Meryl Streep attempts to embody the eccentric persona that was Florence Foster Jenkins while adding a bit of humor to the role. Unfortunately, the character felt like a composite of characters Streep has previously played, like Margaret Thatcher, Julia Child, etc. I am in no way saying Streep’s performance is terrible, but the obvious familiarity does diminish its impact. That being said, I wouldn’t be surprised if this completely average performance garners her an Oscar nomination. Hugh Grant also delivers a familiar performance as St Clair Bayfield, an English aristocrat posing as a gentleman. The chemistry between Streep and Grant is effortless and is meant to be charming despite the circumstances surrounding their common law marriage, separate living quarters, and the unconsented sexual arrangement St Clair Bayfield has between Florence and current girlfriend Kathleen (Rebecca Ferguson). Simon Helberg does an adequate job playing opportunist pianist Cosmé McMoon despite not being able to physically represent the Mexican-American musician. I would find the performances of the men much more impressive if the film wasn’t trying to morally aggrandize them instead of emphasizing how they were all gold-digging enablers supporting Florence as a means of pacifying and controlling her and her money.  
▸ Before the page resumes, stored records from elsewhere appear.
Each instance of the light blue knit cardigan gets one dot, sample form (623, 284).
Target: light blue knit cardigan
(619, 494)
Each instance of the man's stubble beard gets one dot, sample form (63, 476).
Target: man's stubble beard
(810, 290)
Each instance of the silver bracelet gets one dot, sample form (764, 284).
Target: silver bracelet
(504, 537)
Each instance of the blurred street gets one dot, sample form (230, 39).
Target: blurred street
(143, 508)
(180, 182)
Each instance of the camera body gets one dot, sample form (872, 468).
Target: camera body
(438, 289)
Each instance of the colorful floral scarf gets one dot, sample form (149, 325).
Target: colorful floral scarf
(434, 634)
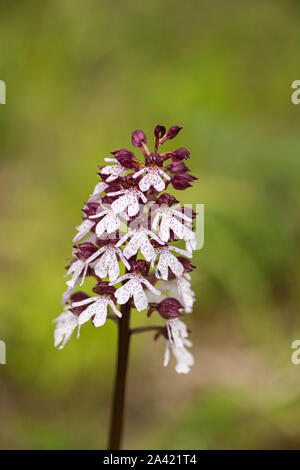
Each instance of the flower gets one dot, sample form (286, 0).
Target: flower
(139, 240)
(130, 190)
(167, 308)
(66, 323)
(99, 188)
(169, 220)
(108, 263)
(168, 260)
(114, 171)
(97, 309)
(138, 138)
(109, 223)
(129, 199)
(153, 178)
(83, 229)
(186, 294)
(177, 342)
(133, 288)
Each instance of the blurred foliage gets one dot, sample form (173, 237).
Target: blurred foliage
(80, 77)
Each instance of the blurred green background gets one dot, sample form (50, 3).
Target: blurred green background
(80, 77)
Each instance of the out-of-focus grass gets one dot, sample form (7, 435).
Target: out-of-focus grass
(79, 80)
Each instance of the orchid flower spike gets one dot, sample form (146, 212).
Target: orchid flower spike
(127, 244)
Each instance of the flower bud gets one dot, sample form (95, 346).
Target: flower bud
(180, 154)
(139, 265)
(186, 263)
(182, 181)
(168, 309)
(159, 131)
(84, 250)
(78, 297)
(138, 138)
(166, 199)
(178, 167)
(173, 131)
(103, 287)
(126, 159)
(90, 208)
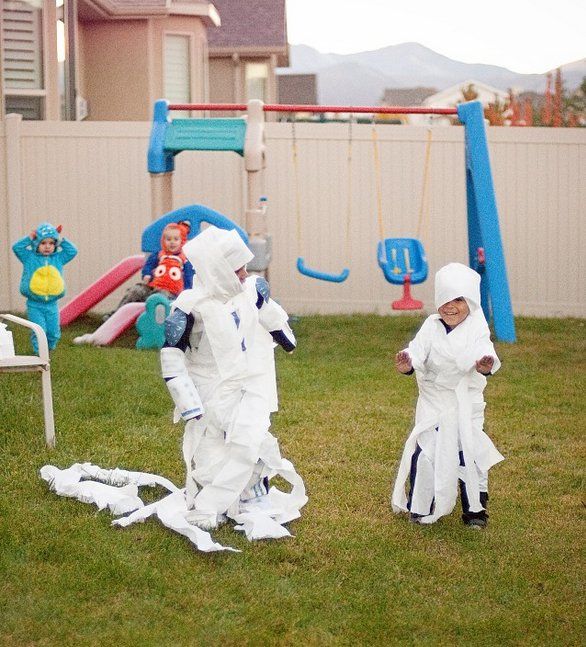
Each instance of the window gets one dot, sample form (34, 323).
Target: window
(256, 77)
(22, 57)
(177, 68)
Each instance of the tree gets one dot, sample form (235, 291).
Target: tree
(496, 112)
(528, 112)
(557, 118)
(575, 106)
(546, 112)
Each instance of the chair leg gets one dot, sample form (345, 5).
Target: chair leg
(48, 407)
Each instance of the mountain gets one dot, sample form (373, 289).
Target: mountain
(361, 78)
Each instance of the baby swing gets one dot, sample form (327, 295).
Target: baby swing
(301, 267)
(402, 260)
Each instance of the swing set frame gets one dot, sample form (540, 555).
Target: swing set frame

The story of Florence has been unfairly romanticized and would not be any more acceptable today as it should have been in the past. A contemporary example of what Florence experienced would be if American Idol were a prank show where they only picked the worst contestants but gave them false encouragement and lied to them about their ability. Then the show continued with the worst performers battling it out each week thinking that they were fighting for the title of America’s best singer. The audience would be in on this cruel national joke at the expense of these people, and the contestants would find out the true intentions of the show by the end. This is essentially what Foster Florence Jenkins comes off as. She became a national spectacle once before and because of this film, she will now become a global one. Unfortunately, I find nothing funny about lying, manipulation and opportunism. There is nothing inspirational or touching about the story in Florence Foster Jenkins, but it instead serves as a cautionary tale about privilege, the effects of money, and the cruelty of men.

Rating: ★★★ (3/10 stars)

Jon would say that as a writer, he is a self-proclaimed film snob and a pop culture junkie. Always gives his honest, critical, and maybe a little bit snarky opinion on everything. He's very detail oriented and loves anything involving creativity and innovation. You're better off asking him who his favorite director is rather than his favorite film. So beware and get ready to be entertained. You can contact him at or follow him on twitter @DystopianHero. (Also, he doesn't always refer to himself in the third person, but sometimes he just has to).
  • DCC

    THANK YOU! I always thought her story was sad and could not imagine a spin on it that could possibly work, even with some amount of fictionalization. How can anyone call this inspirational? She was ill and used for the amusement of those who were willing to pretend to like it in exchange for drinks, food and laughs. No thanks.

  • ZoomZoomDiva

    I find your attitude on this matter to be snotty and arrogant. I do think it is noble and endearing for St. Clair Bayfield to stand by her and to allow her to have her harmless dreams and fantasies. I do not think that he was attempting to control her or her money, based on the biographical information I have read. The pianist, yes, started being in it for the money… livable work in such a field being very difficult, but I also liked the human turn in that respect.
    For a relatively recent version, look no further than William Hung.